Wineries thus often make decisions that winemakers disagree with. And frequently that can lead to the loss of some interesting wines.
Decades ago, for instance, Simi Winery in Healdsburg, California, made a splendid chenin blanc. It was tasty, as fresh as a spring morning. It wasn’t hard to make, was easy to sell, and was profitable.
Then one year, the winery decided not to make it anymore. What happened was that the company decided to trim some of its SKUs. A SKU is a stock-keeping unit—a term used for almost all commercial goods. In wine industry parlance, a SKU is a unique wine in a portfolio. If a winery ends up bottling 15 different versions of wines a year, each one is a SKU.
Large wine companies usually don’t like having lots of SKUs. So, when a giant winery acquires a smaller one, some wines end up on the cutting room floor.
That’s what has happened to many wines as a result of mergers in which the new parent company wants to simplify what it sells. Wine industry consolidation has been going on for decades, reducing the number of players but keeping old brands as staples for marketing purposes. What remains in most portfolios are the wines we have come to know well because they carry familiar names.
So, we have a lot of chardonnay, cabernet, merlot, sauvignon blanc, and pinot gris. And what we are losing are fascinating wines such as chenin blanc, Charbono, and Barbera.
However, recently I have seen an interesting trend: Small wineries are turning to some of these wines for their wine clubs.
Consumers join a winery’s wine club because it offers more than just the standard wines. This countertrend allows wineries to make cabernet franc, malbec, dry rosé, dry riesling, petite sirah, and many other wines that are sold only at the tasting room and by mail order to wine club members.
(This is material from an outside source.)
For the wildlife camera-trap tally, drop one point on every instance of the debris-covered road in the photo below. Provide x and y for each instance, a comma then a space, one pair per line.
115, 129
As a result of wine club needs, some wines that once were popular and then were abandoned are coming back to life. So, while larger wine companies simplify portfolios by abandoning some less-than-popular wines, small wineries are adding less-well-known wines in small amounts that actually expand the number of SKUs being made.
Usually, the only way some of the “unusual” varietals can be made is if someone is still growing the grapes.
The good news is that smaller, adventuresome producers are making small amounts of French Colombard, Carignan, chenin blanc, pinot blanc, Lagrein, Trousseau Gris, and other grapes. The trick is to find them, which means visiting tasting rooms.